Andrew LADICK, Plaintiff—Appellant,
v.
Gerald J. VAN GEMERT; Law Offices of Gerald J. Van Gemert, a Professional Corporation, Defendants—Appellees
97-1147.
Court of Appeals for the Tenth Circuit.
Jun 9, 1998.
146 F.3d 1205
O. Randolph Bragg, Horwitz, Horwitz & Associates, Chicago, Illinois (Vincent C. Todd, Lakewood, Colorado, with him on the briefs), for Appellant., Gerald J. Van Gemert (James A. Judge with him on the brief), Gerald J. Van Ge-mert, P.C., Irvine, California, for Appellees.
Anderson, Ebel, Henry.
Cited by 18 opinions  |  Published
STEPHEN H. ANDERSON, Circuit Judge.

The question presented in this appeal is whether an assessment owed to a condominium association qualifies as a “debt” within the meaning of the Fair Debt Collection Practices Act (FDCPA), 15 U.S.C. §§ 1692-1692o.

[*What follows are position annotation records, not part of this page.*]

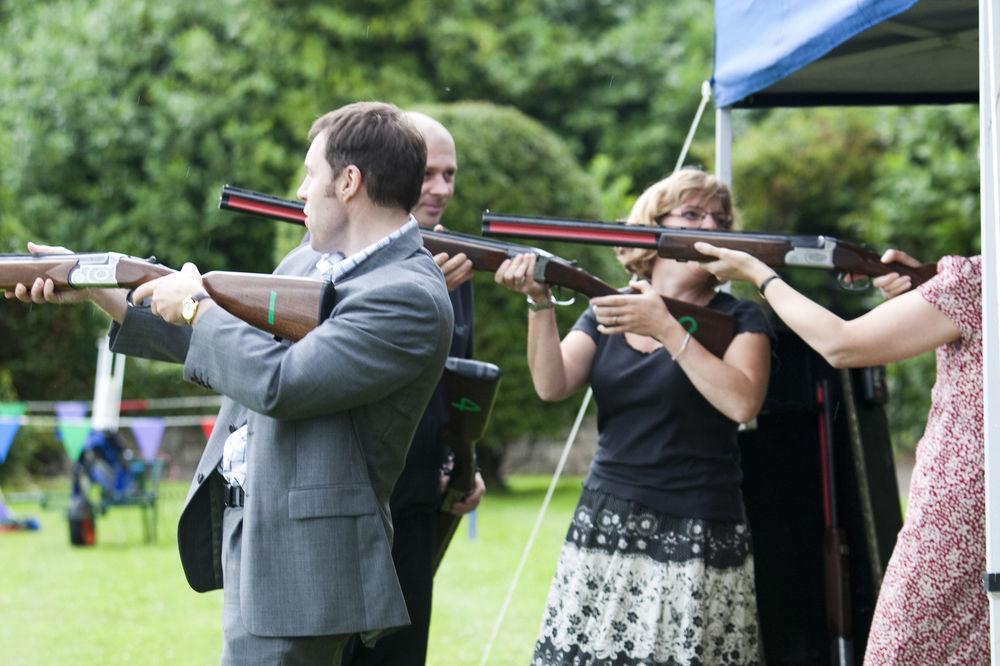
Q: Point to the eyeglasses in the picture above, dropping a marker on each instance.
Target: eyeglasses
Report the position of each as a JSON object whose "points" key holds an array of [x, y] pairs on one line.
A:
{"points": [[695, 215]]}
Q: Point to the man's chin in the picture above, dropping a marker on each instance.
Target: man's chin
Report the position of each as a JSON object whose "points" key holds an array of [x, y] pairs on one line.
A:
{"points": [[427, 221]]}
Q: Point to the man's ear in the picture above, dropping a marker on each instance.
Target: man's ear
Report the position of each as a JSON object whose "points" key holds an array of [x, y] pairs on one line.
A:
{"points": [[350, 183]]}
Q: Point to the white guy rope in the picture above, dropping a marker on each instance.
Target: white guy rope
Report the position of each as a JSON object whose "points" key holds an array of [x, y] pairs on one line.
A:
{"points": [[537, 527]]}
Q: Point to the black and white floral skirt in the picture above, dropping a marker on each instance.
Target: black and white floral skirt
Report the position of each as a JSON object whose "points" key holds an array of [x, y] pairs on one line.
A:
{"points": [[634, 586]]}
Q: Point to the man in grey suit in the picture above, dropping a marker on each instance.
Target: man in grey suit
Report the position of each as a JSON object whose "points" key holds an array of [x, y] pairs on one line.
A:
{"points": [[288, 511]]}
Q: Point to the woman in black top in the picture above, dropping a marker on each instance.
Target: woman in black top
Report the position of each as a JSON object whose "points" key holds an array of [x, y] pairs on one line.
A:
{"points": [[657, 565]]}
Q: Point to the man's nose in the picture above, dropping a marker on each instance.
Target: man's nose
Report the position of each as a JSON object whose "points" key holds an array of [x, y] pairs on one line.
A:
{"points": [[438, 185]]}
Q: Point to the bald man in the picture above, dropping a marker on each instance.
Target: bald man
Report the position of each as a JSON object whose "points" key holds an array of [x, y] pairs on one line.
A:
{"points": [[416, 500]]}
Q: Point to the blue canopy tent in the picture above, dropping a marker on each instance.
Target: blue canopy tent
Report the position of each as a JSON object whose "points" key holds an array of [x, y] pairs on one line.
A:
{"points": [[865, 52]]}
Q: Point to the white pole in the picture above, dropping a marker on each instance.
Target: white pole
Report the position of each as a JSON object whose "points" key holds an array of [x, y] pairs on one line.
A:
{"points": [[989, 28], [724, 145], [107, 388]]}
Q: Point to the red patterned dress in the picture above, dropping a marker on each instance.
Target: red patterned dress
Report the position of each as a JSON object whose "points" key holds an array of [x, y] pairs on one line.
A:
{"points": [[932, 608]]}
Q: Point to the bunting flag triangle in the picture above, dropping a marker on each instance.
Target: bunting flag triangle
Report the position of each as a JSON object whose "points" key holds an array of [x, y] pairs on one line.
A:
{"points": [[10, 423], [208, 425], [73, 428], [148, 431]]}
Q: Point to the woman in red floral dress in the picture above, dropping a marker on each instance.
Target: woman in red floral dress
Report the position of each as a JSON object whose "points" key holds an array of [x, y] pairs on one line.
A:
{"points": [[932, 608]]}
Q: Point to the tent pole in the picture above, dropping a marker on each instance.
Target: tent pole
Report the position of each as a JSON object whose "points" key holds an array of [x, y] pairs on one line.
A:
{"points": [[724, 145], [989, 64]]}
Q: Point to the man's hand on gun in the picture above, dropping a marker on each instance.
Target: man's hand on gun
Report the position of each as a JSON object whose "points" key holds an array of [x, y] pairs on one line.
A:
{"points": [[517, 275], [168, 292], [457, 269], [471, 500], [44, 291]]}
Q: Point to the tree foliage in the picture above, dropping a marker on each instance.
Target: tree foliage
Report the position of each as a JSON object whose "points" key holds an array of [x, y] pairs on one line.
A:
{"points": [[119, 122], [905, 178]]}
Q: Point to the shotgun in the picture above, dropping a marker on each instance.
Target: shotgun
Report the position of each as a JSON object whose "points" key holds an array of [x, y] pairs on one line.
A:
{"points": [[471, 389], [712, 329], [836, 566], [775, 250], [288, 307]]}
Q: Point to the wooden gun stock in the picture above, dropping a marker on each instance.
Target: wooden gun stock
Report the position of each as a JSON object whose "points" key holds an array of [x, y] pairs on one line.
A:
{"points": [[288, 307], [471, 389], [775, 250], [712, 329]]}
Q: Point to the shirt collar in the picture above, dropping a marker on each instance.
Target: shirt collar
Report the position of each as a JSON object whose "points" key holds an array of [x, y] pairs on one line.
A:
{"points": [[333, 266]]}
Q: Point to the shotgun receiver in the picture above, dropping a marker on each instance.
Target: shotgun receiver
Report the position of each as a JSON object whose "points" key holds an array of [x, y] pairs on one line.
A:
{"points": [[712, 329], [471, 389], [775, 250], [288, 307]]}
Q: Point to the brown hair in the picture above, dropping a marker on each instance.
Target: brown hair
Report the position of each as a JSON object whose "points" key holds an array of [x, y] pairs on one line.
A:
{"points": [[658, 199], [384, 145]]}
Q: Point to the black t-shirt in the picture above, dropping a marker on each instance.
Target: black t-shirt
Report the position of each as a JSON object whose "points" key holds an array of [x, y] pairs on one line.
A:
{"points": [[660, 441]]}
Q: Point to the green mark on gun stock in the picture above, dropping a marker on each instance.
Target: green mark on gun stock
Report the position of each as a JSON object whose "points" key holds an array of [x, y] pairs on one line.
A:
{"points": [[685, 320], [270, 308], [466, 405]]}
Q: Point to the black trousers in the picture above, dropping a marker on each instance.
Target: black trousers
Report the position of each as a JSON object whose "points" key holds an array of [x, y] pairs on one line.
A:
{"points": [[412, 553]]}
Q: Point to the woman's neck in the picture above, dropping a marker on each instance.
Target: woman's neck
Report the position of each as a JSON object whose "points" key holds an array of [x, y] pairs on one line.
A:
{"points": [[680, 283]]}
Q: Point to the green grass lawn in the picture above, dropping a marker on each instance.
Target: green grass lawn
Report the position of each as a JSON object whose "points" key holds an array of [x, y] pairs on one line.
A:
{"points": [[125, 602]]}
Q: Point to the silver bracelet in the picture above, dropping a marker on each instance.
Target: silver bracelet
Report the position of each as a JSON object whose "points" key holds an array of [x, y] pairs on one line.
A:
{"points": [[683, 348], [535, 306]]}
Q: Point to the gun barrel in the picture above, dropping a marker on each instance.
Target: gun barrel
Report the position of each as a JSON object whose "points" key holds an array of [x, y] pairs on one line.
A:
{"points": [[574, 231], [257, 203]]}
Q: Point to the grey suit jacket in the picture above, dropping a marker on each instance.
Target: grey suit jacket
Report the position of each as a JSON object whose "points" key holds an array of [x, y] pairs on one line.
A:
{"points": [[329, 420]]}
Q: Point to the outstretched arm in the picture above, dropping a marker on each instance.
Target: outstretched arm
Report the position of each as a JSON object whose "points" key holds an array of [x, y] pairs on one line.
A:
{"points": [[897, 329], [558, 369], [735, 384], [41, 291]]}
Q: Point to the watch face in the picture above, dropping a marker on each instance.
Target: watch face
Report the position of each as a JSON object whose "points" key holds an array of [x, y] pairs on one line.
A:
{"points": [[188, 307]]}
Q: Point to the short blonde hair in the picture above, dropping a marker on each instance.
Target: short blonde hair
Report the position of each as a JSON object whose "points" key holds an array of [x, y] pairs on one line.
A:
{"points": [[658, 199]]}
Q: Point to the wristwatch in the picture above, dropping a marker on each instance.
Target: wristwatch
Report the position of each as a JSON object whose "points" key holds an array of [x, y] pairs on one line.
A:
{"points": [[189, 307]]}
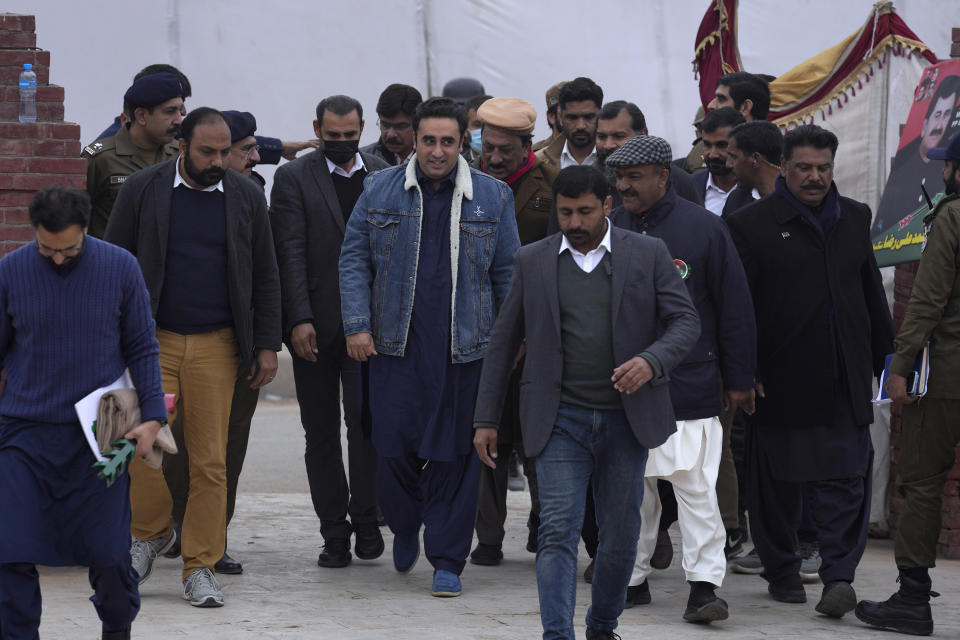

Guided by our recent decision in Snow v. Riddle, 143 F.3d 1350 (10th Cir.1998), which interprets the term “debt” under the FDCPA, we hold that it does. We therefore reverse the district court’s contrary judgment and remand for further proceedings.

BACKGROUND

Andrew Ladick brought this action in federal district court against Gerald J. Van Ge-mert and the Law Offices of Gerald J. Van Gemert (“Mr. Van Gemert”), seeking declaratory judgment and statutory damages for violations of the FDCPA. Mr. Ladick alleged that Mr. Van Gemert, an attorney, sent him a letter on behalf of a California condominium association demanding payment of a past-due condominium assessment fee. According to the complaint, the letter violated the FDCPA in that it failed to give a “validation notice” and did not expressly disclose that Mr. Van Gemert was attempting to collect a debt and that any information obtained[*1206] would be used for that purpose. See 15 U.S.C. §§ 1692p, 1692e. After both parties moved for summary judgment, the district court found that the condominium assessment sought to be collected by Mr. Van Gemert was not a “debt” under the FDCPA and granted summary judgment in favor of Mr. Van Gemert and his law firm. Mr. Ladick appeals.

DISCUSSION

“We review the grant or denial of a motion for summary judgment de novo, applying the same legal standard used by the district court pursuant to Fed.R.Civ.P. 56(c).” Sender v. Simon, 84 F.3d 1299, 1303 (10th Cir.1996). Where there is no genuine issue of material fact in dispute, we determine whether the substantive law requires judgment for the moving party. Id:

Under the FDCPA, a “debt”

means any obligation or alleged obligation of a consumer to pay money arising out of a transaction in which the money, property, insurance, or services which are the subject of the transaction are primarily for personal, family, or household purposes, whether or not such obligation has been reduced to judgment.

15 U.S.C. § 1692a(5). Mr. Van Gemert argues that the condominium assessment does not involve an extension of credit, and is more like a tax than a debt. In particular, he asserts that the assessment at issue here is more like a tax because it is similar to a municipality levying a tax on its residents. See Appellees’ Br. at 10-13.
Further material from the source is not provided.